La contrarreforma laboral será quizá tan obsoleta tras la pandemia como la reforma que pretende derogar

Las intenciones y contraintenciones, las reformas y contrarreformas y las conveniencias e inconveniencias, activadas primero y desactivadas después por el Gobierno y sus socios, permanentes u ocasionales, acerca de la normativa laboral llevan el camino de convertirse en una fantasmal comedia del absurdo; una trama laberíntica coronada por el paroxismo político alcanzado en las últimas 48 horas con el supuesto acuerdo de Pedro Sánchez con EH Bildu, oficiado por la mediación nada casual ni inocente de Pablo Iglesias, pero corregido y contracorregido después, y negociado a cambio de una abstención que no necesitaba para prorrogar el estado de alarma. Una frivolidad política inexplicable, en definitiva.

Cuesta atisbar con claridad lo que está en juego con este tipo de operaciones, pero seguramente se trata de la consistencia y continuidad de las alianzas parlamentarias que llevaron a Sánchez a La Moncloa, que algunos de sus socios ven amenazada por la irrupción ocasional de Ciudadanos en el poliédrico juego en el que se ha convertido la actividad parlamentaria para sostener a un Ejecutivo cuya debilidad se ha acentuado. Pero lo que de verdad está en juego, aunque parezca haber pasado a un plano secundario, es la supervivencia de la economía, y con ella la de miles de empresas y millones de trabajadores que ven amenazado su porvenir por la paralización forzosa de la actividad.
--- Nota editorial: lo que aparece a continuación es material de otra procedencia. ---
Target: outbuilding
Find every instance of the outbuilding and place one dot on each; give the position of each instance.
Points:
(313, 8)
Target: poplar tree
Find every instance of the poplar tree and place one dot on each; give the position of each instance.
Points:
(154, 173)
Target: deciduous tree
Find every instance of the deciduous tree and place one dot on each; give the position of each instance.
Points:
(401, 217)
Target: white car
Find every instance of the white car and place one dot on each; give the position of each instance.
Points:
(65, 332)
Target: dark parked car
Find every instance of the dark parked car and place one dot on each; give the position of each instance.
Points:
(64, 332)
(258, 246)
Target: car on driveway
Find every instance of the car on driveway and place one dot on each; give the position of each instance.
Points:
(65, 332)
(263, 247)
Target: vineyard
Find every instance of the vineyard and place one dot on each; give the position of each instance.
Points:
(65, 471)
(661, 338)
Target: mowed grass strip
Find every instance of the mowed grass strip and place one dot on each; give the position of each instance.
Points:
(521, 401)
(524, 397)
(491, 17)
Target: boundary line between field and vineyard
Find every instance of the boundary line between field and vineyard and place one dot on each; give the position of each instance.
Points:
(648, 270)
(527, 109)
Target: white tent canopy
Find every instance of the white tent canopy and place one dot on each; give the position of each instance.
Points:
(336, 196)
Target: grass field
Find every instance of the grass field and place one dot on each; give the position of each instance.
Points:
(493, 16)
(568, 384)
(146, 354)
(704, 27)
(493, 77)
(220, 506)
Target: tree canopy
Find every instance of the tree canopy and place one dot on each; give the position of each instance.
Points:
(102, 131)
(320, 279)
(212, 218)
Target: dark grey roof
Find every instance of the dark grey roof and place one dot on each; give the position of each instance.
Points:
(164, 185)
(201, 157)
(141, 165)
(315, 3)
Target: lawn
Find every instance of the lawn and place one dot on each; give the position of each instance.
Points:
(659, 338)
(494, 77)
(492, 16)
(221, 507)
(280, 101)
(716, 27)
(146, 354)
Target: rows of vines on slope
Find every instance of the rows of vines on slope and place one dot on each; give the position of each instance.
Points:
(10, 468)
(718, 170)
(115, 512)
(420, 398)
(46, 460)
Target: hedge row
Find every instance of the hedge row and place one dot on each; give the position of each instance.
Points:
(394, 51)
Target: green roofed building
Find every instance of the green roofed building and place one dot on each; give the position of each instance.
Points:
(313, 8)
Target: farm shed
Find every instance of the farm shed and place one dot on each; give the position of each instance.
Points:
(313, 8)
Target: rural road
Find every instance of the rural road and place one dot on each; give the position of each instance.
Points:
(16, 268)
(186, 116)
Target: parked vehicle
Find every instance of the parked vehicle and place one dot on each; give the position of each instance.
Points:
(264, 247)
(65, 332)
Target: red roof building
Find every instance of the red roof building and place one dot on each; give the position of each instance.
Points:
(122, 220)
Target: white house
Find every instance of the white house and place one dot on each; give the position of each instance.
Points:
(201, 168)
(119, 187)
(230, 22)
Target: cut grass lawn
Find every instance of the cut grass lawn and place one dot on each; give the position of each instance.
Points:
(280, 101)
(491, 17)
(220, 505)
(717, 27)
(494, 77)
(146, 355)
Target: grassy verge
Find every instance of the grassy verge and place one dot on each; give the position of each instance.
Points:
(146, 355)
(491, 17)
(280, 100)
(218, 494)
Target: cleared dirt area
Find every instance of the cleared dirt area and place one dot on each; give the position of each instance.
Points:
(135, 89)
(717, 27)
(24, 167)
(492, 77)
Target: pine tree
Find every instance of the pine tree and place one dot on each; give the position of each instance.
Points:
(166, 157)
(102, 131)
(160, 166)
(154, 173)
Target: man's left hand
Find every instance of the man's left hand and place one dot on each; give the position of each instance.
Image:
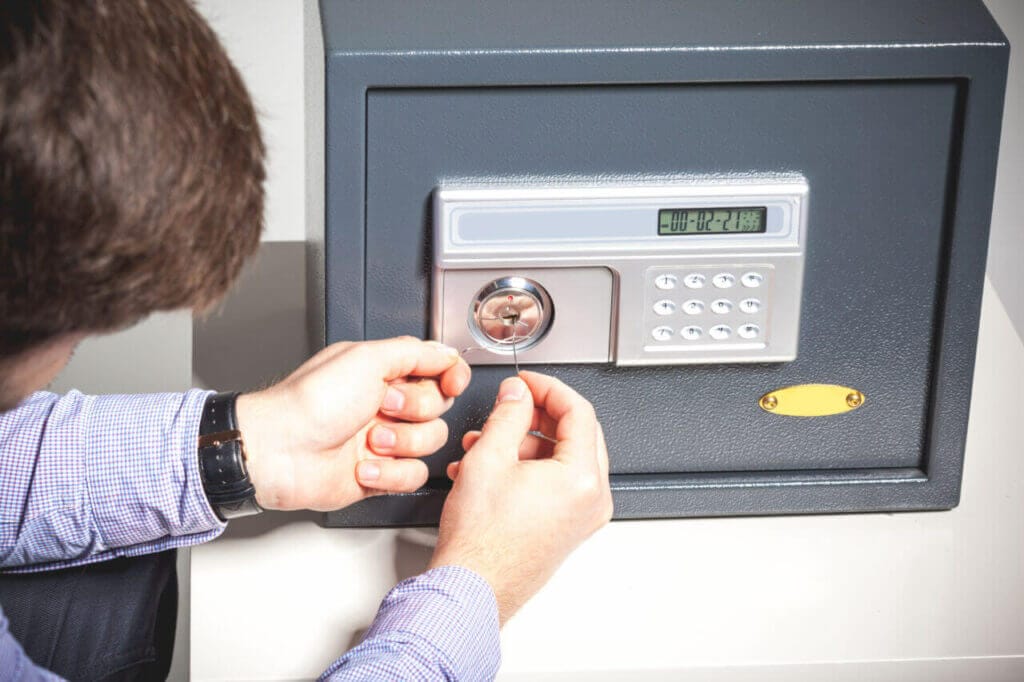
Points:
(350, 423)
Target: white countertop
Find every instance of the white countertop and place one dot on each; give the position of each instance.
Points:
(936, 595)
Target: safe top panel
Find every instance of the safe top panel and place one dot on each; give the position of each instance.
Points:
(379, 27)
(890, 113)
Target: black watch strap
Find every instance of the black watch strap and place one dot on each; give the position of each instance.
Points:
(222, 462)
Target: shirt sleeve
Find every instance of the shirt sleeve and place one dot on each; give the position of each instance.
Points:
(441, 625)
(14, 664)
(86, 478)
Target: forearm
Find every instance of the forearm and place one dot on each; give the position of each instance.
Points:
(438, 626)
(88, 478)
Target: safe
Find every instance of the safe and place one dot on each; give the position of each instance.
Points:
(752, 233)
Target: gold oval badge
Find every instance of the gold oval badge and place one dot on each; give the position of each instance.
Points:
(811, 400)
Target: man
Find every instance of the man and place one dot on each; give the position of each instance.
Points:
(131, 173)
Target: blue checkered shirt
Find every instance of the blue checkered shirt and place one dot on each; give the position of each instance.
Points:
(89, 478)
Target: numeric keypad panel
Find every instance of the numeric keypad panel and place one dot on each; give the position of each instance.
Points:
(707, 307)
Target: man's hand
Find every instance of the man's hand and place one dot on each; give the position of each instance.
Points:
(349, 423)
(519, 505)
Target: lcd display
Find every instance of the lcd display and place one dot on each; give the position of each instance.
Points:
(712, 220)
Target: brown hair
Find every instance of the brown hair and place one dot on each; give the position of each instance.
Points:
(131, 166)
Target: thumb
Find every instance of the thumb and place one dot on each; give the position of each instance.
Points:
(507, 425)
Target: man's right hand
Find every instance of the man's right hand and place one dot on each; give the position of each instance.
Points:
(519, 505)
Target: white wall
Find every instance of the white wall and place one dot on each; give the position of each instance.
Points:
(1007, 245)
(264, 39)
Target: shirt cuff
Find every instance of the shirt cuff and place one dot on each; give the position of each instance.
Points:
(449, 613)
(152, 489)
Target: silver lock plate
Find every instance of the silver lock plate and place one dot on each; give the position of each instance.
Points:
(510, 310)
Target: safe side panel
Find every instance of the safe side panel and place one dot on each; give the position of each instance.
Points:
(876, 157)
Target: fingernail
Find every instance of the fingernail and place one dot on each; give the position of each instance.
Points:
(448, 350)
(393, 399)
(369, 471)
(512, 388)
(383, 437)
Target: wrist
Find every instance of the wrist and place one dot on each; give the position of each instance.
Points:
(503, 596)
(221, 457)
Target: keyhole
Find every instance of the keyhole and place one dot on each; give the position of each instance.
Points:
(510, 317)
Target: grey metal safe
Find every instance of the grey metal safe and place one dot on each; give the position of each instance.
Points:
(753, 233)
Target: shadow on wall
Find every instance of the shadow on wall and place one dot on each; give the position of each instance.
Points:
(258, 334)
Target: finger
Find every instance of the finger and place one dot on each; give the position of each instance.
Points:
(530, 449)
(577, 422)
(418, 400)
(455, 380)
(391, 475)
(508, 423)
(407, 355)
(540, 422)
(406, 439)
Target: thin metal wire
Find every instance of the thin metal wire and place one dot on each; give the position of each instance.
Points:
(515, 360)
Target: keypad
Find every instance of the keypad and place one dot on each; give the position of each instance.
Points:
(706, 306)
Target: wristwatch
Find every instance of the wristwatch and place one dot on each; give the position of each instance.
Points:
(222, 460)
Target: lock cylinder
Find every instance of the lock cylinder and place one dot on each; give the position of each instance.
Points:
(510, 310)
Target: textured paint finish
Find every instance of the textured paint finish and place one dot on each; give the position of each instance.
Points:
(891, 115)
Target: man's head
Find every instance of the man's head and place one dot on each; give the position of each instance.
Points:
(131, 171)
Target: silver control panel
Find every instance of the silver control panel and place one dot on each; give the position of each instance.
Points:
(695, 270)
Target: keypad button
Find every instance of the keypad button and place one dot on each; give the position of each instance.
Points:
(694, 281)
(693, 307)
(662, 333)
(666, 282)
(691, 333)
(749, 331)
(665, 307)
(752, 280)
(720, 332)
(750, 305)
(721, 306)
(723, 281)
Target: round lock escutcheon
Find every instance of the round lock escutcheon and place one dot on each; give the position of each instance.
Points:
(510, 310)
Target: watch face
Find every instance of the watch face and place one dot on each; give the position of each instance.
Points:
(221, 460)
Volver a colocar en el centro del debate la derogación de la reforma laboral de 2012 es una frivolidad muy cara e inexplicable cuando se trata de salvar de la insolvencia y la quiebra a miles de empresas de sectores clave para el país, como el turismo, la automoción o el comercio, y cuando se trata de asegurar el mayor nivel de empleo posible en sus plantillas. Más que nunca ahora las empresas precisan de resquicios de flexibilidad para minimizar los ajustes y maximizar los recursos y las oportunidades que proporcione la demanda agregada.

Los excesos de la reforma de 2012 están identificados, y algunos de ellos incluso ya derogados (despido por absentismo imputable a bajas por enfermedad), y tiempo habrá cuando se supere la emergencia económica para subsanarlos. Pero ahora es imperativo mantener la unidad en torno a la recuperación, de la que han participado con su consenso los empresarios, pese a que determinadas medidas han maniatado la capacidad de maniobra que le otorga una economía de mercado y libertad de empresa. En todo caso, tras esta crisis el trabajo renacerá transformado, como ya ocurrió con la crisis pasada, y requerirá de una reformulación completa de las relaciones laborales y de las normas, y entonces quizás la contrarreforma laboral será tan obsoleta e inerme como la propia reforma que pretende derogar.